Petey
I hope the following story of how my mother's cat Petey got lost from a cat-sitters' home, and was eventually found, more than six weeks later, with Annette Betcher's help, will give hope to anyone whose animal has gotten lost while away from home. You just mustn't give up and must keep looking and talking to people about your lost pet!
Petey got out of a cat-sitters' home in Houston where he was staying over the Christmas holidays, (while my mother was visiting me in Indiana), during a holiday party when a guest to the home didn't see him as he ran out the door, presumably frightened by the sounds of the party. The catsitters didn't realize he was gone for a number of days - (hard to believe, but, he was in the habit of hiding inside their house), and so they did not begin searching for him until my mother returned home a few days later.
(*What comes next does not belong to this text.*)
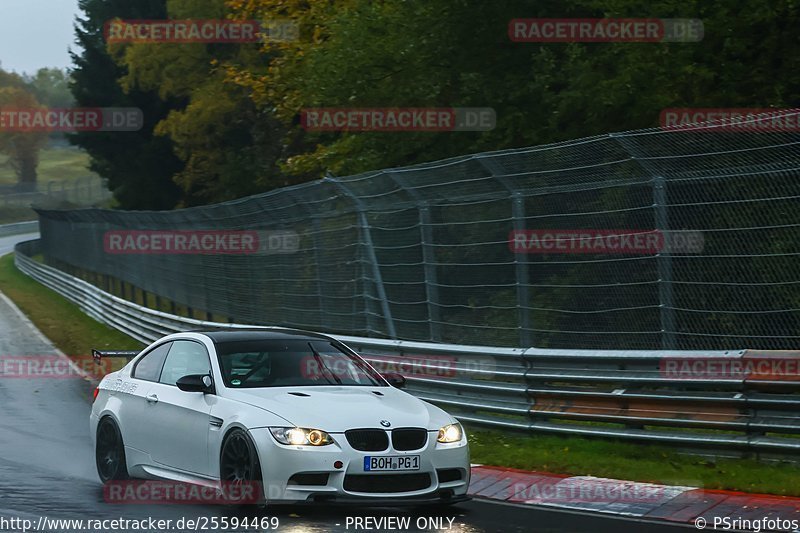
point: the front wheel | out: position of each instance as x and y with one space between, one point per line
110 452
240 470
What made this an especially difficult situation was that the sitters lived in a neighborhood that was a half hour drive away from Petey's and my mother's home, and most of the houses in the neighborhood had backyards surrounded by high fences, making it hard to assess which direction he may have headed.
Mother immediately began talking to the sitters' neighbors and created a poster with his picture on it. Since he'd been gone a few days, the "scent" was already getting cold. We consulted Annette by telephone right away (she'd helped me locate a lost kitty a few months earlier), and she was able to determine that he was still "in his body", and that he might be hiding in a shed, children's playhouse, or sheltered space in someone's backyard. Annette instructed him to go back to the catsitters' home, but he let her know later that he'd gone back there twice, but no one seemed to be home, (the sitters were inexperienced, and were of very little help). It was clear that we needed to get as many other people as possible looking for Petey, in order to find him. With posters up, and with a local "eblast" going out to neighbors showing his picture, a few people called with potential sightings.
Over the next few weeks various sightings involved a Petey "look-alike", as well as (probably) Petey himself - so it was hard to determine where to focus the search since most sightings were 8-10 blocks away from the sitters' home. It was very hard not to get discouraged, but Annette kept telling Petey to let someone see him, so they would tell his mother, and then she could get him home. Annette also urged us to have the sitters put dry food out on their porch and keep an eye on how it was being eaten, but this was not a dependable arrangement; fortunately, in the area where there had been some sightings, there was a lady who routinely set out food for stray cats, which was probably a place he was eating, but this lady was not often home, and hard to communicate with consistently.
The neighborhood itself was bounded by grassy areas and bayous (deep ditches with water at the bottom) on three sides - Petey had let Annette know that he had a definite "circuit" he traveled, including a grassy area. My mother continually walked and drove throughout the area, but never saw him, although she saw Petey "look-alikes" on more than one occasion. Finally, I made a detailed map of the area, including the grassy areas, marking where all the sightings had been, and faxed it to Annette. Although the sightings were spread out over a large area, she identified three "hotspots" where she felt the largest concentration of his energy. The "hottest" spot was by the edge of the map, near a grassy area bounding a bayou. For the next couple of days, mother concentrated her efforts near these hotspots.
Two nights later a woman called who lived in the next neighborhood over, and as chance would have it, she'd come into this adjacent neighborhood (across the bayou and grassy area) to jog, had seen one of mother's posters with Petey's picture, and realized he was the cat who'd recently been coming around her garage, where she fed her own cat.
Mother went immediately to her home - although Petey was very scared, (and still in "survival mode"), they were able to entice him with food, to come into an inside porch, and from there mother was very gradually able to calm him enough to get him into his carrier and take him home.
In retrospect, looking back at the map we'd sent Annette, Petey was finally found at a house located just off of the edge of the map, and right across from the "hottest" spot she'd identified on it, where he most likely crossed over the grassy area/bayou to get into the next neighborhood. It was such a large area that we were trying to find him in, that without Annette's encouragement, my mother might have given up hope. Thank goodness we all stuck to it (although the three of us lived in three different places, coaching each other by phone and email), working like a team to keep each other going, because it was only by being persistent and not giving up that we found him!